To image or not to image: Use of imaging mass spectrometry in biomedical lipidomics.

作者信息

Maimó-Barceló Albert, Pérez-Romero Karim, Rodríguez Ramón M, Huergo Cristina, Calvo Ibai, Fernández José A, Barceló-Coblijn Gwendolyn

机构信息

Lipids in Human Pathology, Institut d'Investigació Sanitària Illes Balears (IdISBa) - Health Research Institute of the Balearic Islands, Ctra. Valldemossa 79, Section G, Floor -1, E-07120 Palma, Balearic Islands, Spain; Research Unit, University Hospital Son Espases, Ctra Valldemossa 79, E-07120 Palma, Balearic Islands, Spain.

Department of Physical Chemistry, Fac. of Science and Technology, University of the Basque Country (UPV/EHU), Barrio Sarriena s/n, 48940 Leioa, Spain.

出版信息

Prog Lipid Res. 2025 Jan;97:101319. doi: 10.1016/j.plipres.2025.101319. Epub 2025 Jan 5.

Abstract

Lipid imaging mass spectrometry (LIMS) allows for establishing the bidimensional distribution of lipid species within a tissue section. One of the main advantages is the generation of spatial information on lipid species distribution at a spatial (lateral) resolution bordering on single-cell resolution with no need to isolate cells.
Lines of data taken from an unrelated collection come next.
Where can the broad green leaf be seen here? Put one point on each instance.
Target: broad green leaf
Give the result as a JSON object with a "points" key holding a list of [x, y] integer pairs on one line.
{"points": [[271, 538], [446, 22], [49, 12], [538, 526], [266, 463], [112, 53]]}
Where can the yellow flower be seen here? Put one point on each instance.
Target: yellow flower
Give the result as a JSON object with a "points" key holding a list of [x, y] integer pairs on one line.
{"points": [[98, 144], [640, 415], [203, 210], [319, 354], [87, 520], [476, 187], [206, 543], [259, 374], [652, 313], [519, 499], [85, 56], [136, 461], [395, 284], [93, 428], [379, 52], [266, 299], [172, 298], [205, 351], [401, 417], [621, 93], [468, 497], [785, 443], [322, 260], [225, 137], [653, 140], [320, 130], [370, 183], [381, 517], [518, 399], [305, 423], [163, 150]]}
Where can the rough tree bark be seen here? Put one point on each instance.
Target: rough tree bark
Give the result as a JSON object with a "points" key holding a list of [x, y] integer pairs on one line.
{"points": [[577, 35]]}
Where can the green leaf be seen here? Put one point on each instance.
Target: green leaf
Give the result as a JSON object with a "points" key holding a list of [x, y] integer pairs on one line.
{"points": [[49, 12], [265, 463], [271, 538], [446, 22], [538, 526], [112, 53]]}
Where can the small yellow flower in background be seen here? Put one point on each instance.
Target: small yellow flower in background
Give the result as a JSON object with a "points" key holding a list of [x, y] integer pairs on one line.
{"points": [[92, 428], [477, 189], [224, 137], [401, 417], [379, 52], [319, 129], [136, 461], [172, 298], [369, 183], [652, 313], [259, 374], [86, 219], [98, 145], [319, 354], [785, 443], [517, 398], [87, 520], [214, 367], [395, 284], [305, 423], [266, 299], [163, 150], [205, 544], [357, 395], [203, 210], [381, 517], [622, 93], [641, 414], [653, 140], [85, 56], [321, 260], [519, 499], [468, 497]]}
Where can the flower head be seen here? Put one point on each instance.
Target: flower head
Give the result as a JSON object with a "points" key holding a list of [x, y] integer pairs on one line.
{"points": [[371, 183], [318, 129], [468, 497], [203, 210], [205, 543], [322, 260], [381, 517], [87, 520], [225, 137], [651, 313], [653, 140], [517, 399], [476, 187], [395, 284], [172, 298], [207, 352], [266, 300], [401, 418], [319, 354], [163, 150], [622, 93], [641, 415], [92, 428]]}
Thus, LIMS images demonstrate, with a level of detail never described before, that lipid profiles are highly sensitive to cell type and pathophysiological state. The wealth and relevance of the information conveyed by LIMS makes up for the lack of a separation stage before sample injection into the mass analyzer, which can somehow be circumvented by other means. Hence, the possibility of describing the lipidome at the cellular level while preserving the microenvironment offers an incomparable opportunity to investigate physiological and pathological contexts. However, to fully grasp the biological implications of the lipid profiles, it is essential to contextualize LIMS data within the broader multiscale 'omic' landscape, entailing genomics, epigenomics, and proteomics, each offering a unique window into the regulatory layers of the cell. In this line, the number of techniques that can be combined with LIMS to delve into the molecular mechanisms underlying differential lipid profiles is continuously increasing. Herein, we aim to describe the key features of LIMS analyses, from sample preparation to data interpretation, as well as the current methodologies to enrich and complete the final outcome. While the field is rapidly advancing, we consider there is solid evidence to foresee the incorporation of LIMS into clinical environments.

摘要

脂质成像质谱技术(LIMS)能够建立组织切片内脂质种类的二维分布。其主要优势之一是能够在接近单细胞分辨率的空间(横向)分辨率下生成脂质种类分布的空间信息,而无需分离细胞。因此,LIMS图像以前所未有的详细程度表明,脂质谱对细胞类型和病理生理状态高度敏感。LIMS所传达信息的丰富性和相关性弥补了在将样品注入质量分析仪之前缺乏分离步骤的不足,这在某种程度上可以通过其他方法来规避。因此,在保留微环境的同时在细胞水平描述脂质组的可能性为研究生理和病理背景提供了无与伦比的机会。然而,要充分理解脂质谱的生物学意义,必须将LIMS数据置于更广泛的多尺度“组学”格局中,包括基因组学、表观基因组学和蛋白质组学,每一个都为细胞的调控层面提供了独特的视角。按照这种思路,可与LIMS结合以深入研究差异脂质谱背后分子机制的技术数量在不断增加。在此,我们旨在描述LIMS分析的关键特征,从样品制备到数据解读,以及丰富和完善最终结果的当前方法。虽然该领域发展迅速,但我们认为有确凿证据可以预见LIMS将被纳入临床环境。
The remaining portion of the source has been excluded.